Нам было не легко. Мы не хотели причинять боль близким людям, но такова жизнь. Она распорядилась иначе. Маша – главная моя жизненная награда: понять так, как она, никто не может, и ценить, и любить, и быть женственной.
Знаете, в нашей семье присутствует атмосфера абсолютного покоя. И даже если вокруг будет полное дерьмо, я знаю, что у меня есть этот маленький волшебный мир, где я могу закрыться и чувствовать себя совершенно счастливым.
- Редкое взаимопонимание, да?
- Да, потому я так и ценю это. Потому не нужны мне молодые, красивые, непонятные. С Машей мы можем сидеть вечером несколько часов и разговаривать, выкладывать, у кого что наболело. Мы не пытаемся изменить что-то друг в друге. Зачем? Нас все устраивает. Манечка, конечно, пытается меня воспитывать. Например, чтобы я не хлюпал чаем и правильно произносил некоторые слова.
Я отношусь к этому с пониманием и стараюсь.
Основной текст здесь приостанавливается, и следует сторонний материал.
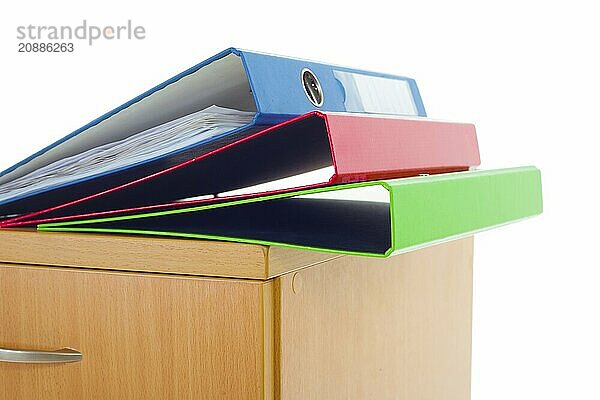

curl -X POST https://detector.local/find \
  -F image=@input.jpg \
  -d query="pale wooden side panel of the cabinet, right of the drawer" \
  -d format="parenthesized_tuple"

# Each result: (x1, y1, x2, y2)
(275, 238, 473, 400)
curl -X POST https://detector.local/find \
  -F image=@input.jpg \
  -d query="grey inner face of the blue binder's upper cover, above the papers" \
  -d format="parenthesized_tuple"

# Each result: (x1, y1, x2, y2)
(0, 53, 256, 185)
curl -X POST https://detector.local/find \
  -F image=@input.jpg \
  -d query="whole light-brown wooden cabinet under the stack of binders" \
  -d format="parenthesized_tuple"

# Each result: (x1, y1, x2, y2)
(0, 231, 472, 400)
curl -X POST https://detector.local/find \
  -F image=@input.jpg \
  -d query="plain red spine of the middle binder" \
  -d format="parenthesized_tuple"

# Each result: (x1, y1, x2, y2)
(325, 114, 481, 182)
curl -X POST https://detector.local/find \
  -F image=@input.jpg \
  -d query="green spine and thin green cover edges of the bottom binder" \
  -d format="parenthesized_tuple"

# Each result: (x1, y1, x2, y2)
(38, 167, 543, 257)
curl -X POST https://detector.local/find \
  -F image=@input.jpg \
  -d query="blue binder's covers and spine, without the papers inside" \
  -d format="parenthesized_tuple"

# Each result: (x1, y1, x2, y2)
(0, 48, 426, 219)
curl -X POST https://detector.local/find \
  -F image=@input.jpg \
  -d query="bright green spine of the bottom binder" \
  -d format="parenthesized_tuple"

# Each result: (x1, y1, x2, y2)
(385, 167, 543, 254)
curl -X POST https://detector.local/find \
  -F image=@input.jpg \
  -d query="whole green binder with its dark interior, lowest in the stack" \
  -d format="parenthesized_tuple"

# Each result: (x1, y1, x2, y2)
(38, 167, 542, 257)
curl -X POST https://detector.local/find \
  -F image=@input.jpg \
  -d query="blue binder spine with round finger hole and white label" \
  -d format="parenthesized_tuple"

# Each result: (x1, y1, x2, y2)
(236, 50, 426, 117)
Но это не меняет меня, как человека. А жена, например, совершенно не умеет искать вещи. Если что-то потерялось, она глянет вокруг и говорит: «Нигде нет». Я же посмотрю чуть в сторону и обнаруживаю пропажу. Я знаю, что она меня любит, и от этого постоянно нахожусь в состоянии счастья.
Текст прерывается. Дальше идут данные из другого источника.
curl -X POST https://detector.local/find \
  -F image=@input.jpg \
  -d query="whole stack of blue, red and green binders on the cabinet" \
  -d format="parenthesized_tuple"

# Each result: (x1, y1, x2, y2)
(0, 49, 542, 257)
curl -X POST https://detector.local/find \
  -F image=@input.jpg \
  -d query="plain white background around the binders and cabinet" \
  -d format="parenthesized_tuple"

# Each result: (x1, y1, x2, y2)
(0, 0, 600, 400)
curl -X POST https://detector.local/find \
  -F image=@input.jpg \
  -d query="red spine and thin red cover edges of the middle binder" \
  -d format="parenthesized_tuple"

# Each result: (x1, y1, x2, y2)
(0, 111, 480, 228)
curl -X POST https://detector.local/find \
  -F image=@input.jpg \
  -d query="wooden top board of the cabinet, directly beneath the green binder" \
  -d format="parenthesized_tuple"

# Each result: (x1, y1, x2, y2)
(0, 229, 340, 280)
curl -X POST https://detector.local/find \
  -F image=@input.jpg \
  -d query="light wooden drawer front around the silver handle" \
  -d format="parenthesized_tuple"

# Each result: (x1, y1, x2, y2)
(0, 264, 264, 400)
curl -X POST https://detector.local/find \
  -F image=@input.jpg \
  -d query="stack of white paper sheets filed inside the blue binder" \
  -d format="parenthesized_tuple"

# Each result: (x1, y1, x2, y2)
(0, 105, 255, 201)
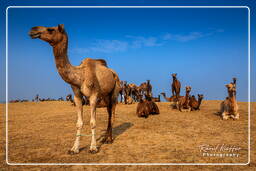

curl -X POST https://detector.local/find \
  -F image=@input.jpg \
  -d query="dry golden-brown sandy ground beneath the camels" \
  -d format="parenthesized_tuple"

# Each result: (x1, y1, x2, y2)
(0, 101, 256, 170)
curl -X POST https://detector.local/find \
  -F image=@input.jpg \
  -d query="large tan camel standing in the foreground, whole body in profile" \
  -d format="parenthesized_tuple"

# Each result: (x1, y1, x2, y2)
(29, 24, 120, 154)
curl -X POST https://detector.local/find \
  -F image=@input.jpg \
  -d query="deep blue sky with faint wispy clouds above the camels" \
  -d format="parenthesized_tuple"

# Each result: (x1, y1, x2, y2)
(0, 0, 253, 101)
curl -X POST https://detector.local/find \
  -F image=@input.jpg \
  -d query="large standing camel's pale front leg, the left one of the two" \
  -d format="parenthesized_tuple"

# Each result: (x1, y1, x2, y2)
(68, 93, 83, 154)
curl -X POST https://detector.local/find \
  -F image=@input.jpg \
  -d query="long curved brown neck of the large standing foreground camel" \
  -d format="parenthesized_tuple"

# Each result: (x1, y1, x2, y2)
(53, 34, 81, 86)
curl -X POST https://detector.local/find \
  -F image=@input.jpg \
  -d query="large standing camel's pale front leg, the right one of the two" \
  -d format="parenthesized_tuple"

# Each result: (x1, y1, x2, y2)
(89, 96, 98, 154)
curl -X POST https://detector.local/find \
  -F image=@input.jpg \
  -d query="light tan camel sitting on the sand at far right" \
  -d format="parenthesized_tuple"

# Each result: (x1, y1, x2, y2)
(220, 83, 239, 120)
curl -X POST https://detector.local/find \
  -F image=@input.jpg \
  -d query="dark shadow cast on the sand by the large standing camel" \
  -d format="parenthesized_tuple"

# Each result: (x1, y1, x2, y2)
(79, 122, 133, 152)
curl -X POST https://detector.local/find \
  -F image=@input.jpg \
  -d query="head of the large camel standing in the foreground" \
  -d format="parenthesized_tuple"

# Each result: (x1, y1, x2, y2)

Мне не нужно демонстрировать внимание и бесконечно объясняться в любви, я это чувствую на энергетическом уровне. Например, мне нравится все, что Маша готовит. А то, что я не ем, Маша не готовит.
- Вы ревнуете друг друга, или все настолько понятно, что этому чувству уже нет места?
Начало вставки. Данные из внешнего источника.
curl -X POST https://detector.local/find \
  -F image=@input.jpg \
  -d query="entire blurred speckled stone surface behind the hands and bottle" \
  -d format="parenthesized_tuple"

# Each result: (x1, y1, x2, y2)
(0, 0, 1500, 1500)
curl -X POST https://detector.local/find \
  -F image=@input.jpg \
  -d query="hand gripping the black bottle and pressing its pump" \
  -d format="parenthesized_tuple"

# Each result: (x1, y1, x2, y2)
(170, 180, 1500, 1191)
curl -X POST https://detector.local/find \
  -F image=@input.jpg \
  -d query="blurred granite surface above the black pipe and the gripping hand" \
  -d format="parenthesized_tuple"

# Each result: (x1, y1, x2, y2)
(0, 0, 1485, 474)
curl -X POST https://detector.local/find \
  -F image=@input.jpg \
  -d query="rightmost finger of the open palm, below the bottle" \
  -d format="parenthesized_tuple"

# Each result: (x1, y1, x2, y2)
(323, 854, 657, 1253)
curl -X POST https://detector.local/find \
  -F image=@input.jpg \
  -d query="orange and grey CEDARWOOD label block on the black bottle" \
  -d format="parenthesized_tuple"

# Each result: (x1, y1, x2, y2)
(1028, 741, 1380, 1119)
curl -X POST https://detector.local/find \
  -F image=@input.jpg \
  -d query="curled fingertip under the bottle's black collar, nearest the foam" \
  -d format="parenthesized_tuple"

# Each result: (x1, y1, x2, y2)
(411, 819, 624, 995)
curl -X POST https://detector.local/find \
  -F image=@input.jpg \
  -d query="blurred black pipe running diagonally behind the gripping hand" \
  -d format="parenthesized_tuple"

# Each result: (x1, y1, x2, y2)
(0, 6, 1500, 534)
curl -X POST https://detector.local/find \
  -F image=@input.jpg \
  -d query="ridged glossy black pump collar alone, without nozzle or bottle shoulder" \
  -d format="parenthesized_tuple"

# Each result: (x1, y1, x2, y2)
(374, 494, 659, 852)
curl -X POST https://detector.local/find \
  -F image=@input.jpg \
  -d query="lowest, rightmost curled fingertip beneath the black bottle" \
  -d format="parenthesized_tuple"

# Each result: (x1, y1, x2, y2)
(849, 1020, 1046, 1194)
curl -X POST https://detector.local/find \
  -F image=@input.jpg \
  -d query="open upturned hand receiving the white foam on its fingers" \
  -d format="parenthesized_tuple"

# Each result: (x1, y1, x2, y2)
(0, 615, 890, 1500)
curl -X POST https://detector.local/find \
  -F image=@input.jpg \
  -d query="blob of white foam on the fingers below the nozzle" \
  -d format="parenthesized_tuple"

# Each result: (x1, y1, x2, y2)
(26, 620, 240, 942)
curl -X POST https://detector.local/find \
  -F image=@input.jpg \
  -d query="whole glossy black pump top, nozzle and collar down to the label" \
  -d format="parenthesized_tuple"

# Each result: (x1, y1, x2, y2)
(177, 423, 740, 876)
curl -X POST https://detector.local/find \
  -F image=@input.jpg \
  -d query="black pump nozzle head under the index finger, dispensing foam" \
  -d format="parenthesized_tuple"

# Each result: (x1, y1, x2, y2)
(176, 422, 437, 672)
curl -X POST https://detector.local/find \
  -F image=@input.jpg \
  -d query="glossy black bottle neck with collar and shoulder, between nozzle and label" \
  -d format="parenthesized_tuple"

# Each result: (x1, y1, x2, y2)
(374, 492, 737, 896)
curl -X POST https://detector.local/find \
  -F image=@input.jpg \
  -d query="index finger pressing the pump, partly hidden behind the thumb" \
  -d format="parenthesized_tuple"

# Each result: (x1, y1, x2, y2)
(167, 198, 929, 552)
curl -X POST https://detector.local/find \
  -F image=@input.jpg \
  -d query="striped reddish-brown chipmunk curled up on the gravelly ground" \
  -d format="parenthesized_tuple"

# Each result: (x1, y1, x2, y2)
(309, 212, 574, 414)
- Ну, как же? Обоюдно и очень сильно. У жены это периодически выливается в слезах, хотя абсолютно без поводов. А я ревную Машу к жизни, к прошлому.
- Вы стали отцом Даше, воспитываете ее. Все получается?
- Не всегда, конечно, как и у всех. Проблему «отцов и детей» никто не отменял. Стараюсь воспитывать достаточно строго, как воспитывали меня. Другой вопрос, что я не очень понимаю, кто кого воспитывает. С какой настойчивостью я от нее чего-то требую, с той же настойчивостью она это не выполняют. Очень напоминает дятла, который стучит в одну точку.
Просто Даша вообще очень проблемная. У нее яркий характер, целеустремленный, и это заключается в том, что она любую ситуацию пытается повернуть в свою сторону. Это, собственно говоря, неплохо по отношению к жесткому миру, который нас окружает. Но когда это ее провоцирует, например, на хождение по головам.
Она не воспринимала с детства никакие наказания, даже самые суровые. Не разговаривают с ней – и не надо! При этом у нее замечательное, доброе сердце. Она – личность. Поэтому я никогда не ломаю ее, всегда пытаюсь найти общий язык.
- Вы так же относитесь и к двум своим приемным сыновьям - Степану и Даниле?
- А как, по-вашему, я должен еще к ним относиться! Они мои дети, мои родные дети, я их отец. Этим все сказано. А то, что они приемные, об этом я уже давно забыл. Я за них жизнь отдам и любому порву глотку.
- Сейчас вы не очень похожи на мягкого и неконфликтного…
- И вы правы! Потому что это касается моей семьи.